Conclusions: In chronic HCV infection, LT-beta expression is observed in multiple hepatic cell types, including oval cells. LT-beta expression is significantly increased when fibrosis or cirrhosis is present, suggesting a role for LT-beta in the pathogenesis of chronic hepatitis C and a possible role in oval cell mediated liver regeneration.

Figure 1

(A) Expression of lymphotoxin β (LT-β) mRNA in liver in chronic hepatitis C. LT-β mRNA levels detected in liver biopsies from chronic hepatitis C patients increased significantly with fibrosis and cirrhosis. No significant difference was observed between control liver (n=5) and subjects with non-fibrotic liver damage (n=5). LT-β mRNA levels were 2.3-fold and 4.4-fold higher than control liver in subjects with portal fibrosis (n=5) and bridging fibrosis (n=5), respectively. LT-β mRNA levels were increased 3.3-fold in cirrhotic liver (n=5) compared with control liver. Results are expressed as mean (SEM) (*p=0.04, **p=0.02). (B) Ribonuclease protection analysis performed on RNA extracted from hepatocytes, oval cells, and inflammatory cells isolated from mice that received a choline deficient ethionine supplemented (CDE) diet for four weeks. LT-β mRNA is expressed by oval cells (O) and inflammatory cells (IC). LT-β mRNA was undetectable in normal hepatocytes (H) and CDE-treated hepatocytes (CD-H).
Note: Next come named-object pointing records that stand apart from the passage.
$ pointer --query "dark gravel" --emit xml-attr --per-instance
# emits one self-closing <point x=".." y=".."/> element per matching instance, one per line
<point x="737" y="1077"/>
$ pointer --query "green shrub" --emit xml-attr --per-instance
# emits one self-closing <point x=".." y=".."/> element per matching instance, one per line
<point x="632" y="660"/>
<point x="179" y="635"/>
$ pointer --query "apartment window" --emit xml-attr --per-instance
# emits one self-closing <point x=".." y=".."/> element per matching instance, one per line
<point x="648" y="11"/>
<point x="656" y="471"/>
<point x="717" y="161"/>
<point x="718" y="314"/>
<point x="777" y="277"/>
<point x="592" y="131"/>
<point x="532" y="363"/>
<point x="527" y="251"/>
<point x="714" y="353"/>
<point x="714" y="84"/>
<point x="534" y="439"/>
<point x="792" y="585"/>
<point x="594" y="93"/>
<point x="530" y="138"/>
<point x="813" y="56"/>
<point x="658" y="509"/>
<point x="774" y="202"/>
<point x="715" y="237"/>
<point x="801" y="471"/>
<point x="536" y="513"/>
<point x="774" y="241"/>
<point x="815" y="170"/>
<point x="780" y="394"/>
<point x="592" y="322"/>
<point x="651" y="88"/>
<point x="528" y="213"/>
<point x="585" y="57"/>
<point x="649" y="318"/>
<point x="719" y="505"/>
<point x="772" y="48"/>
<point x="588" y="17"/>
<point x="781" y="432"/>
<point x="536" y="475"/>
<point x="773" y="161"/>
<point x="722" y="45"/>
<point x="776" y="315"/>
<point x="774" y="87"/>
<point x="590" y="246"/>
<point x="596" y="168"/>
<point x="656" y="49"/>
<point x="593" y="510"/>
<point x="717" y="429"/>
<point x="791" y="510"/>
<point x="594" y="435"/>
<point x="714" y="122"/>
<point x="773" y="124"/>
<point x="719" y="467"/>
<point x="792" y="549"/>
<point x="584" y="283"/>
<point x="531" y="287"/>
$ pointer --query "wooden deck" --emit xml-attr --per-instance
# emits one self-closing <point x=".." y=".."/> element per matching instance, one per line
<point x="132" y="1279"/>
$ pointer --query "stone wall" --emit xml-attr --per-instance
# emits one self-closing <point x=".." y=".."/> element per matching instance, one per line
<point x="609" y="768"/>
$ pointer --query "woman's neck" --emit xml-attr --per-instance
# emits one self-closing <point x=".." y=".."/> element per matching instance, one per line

GAPDH, glyceraldehyde-3-phosphate dehydrogenase.

Figure 2

Immunohistochemical staining illustrating cellular localisation of lymphotoxin β (LT-β) in human hepatitis C virus (HCV) infected liver with bridging fibrosis. (A–F) Serial staining for haematoxylin and eosin (H&E), leucocyte common antigen (LCA) (CD45), π-glutathione S-transferase (GST), M2-pyruvate kinase (M2-PK), proliferating cell nuclear antigen (PCNA), and LT-β suggests oval cells in HCV infected liver express LT-β. (A) H&E staining illustrating periportal cuffing by lymphocytes in chronic hepatitis C. The portal vein is labelled (pv). (B) LCA (CD45) expression illustrates that the mass of small cells clustered around the portal vein are CD45 positive. Oval cells (small arrows) were identified towards the periphery of this region by expression of π-GST (C) and M2-PK (D). (E) The small cells clustered directly around the portal vein are PCNA negative while oval-like cells (small arrows) are weakly PCNA positive and large centrally located hepatocytes (large arrow) are strongly PCNA positive. (F) LT-β expression was restricted to the periphery of the inflammatory cell mass, suggesting that the majority of LCA positive cells are not expressing LT-β. Cell types expressing LT-β include small portal hepatocytes (large arrow), oval cells (small arrows), and inflammatory cells (arrowhead). Bile ducts and large hepatocytes are negative. (G) Periportal cuffing by lymphocytes in chronic hepatitis C, portal fibrosis. This region contains LT-β positive oval cells (small arrows) and small hepatocytes adjacent to the portal vein with membranous and cytoplasmic LT-β staining (large arrow). LT-β expression is observed in some inflammatory cells (arrowhead). (H) Chronic hepatitis C with cirrhosis shows similar LT-β staining patterns, with oval cells (small arrows) and some inflammatory cells (arrowhead) staining positive for LT-β. Hepatocytes adjacent to fibrous septae also express LT-β (large arrow). Magnification bars represent 100 μm.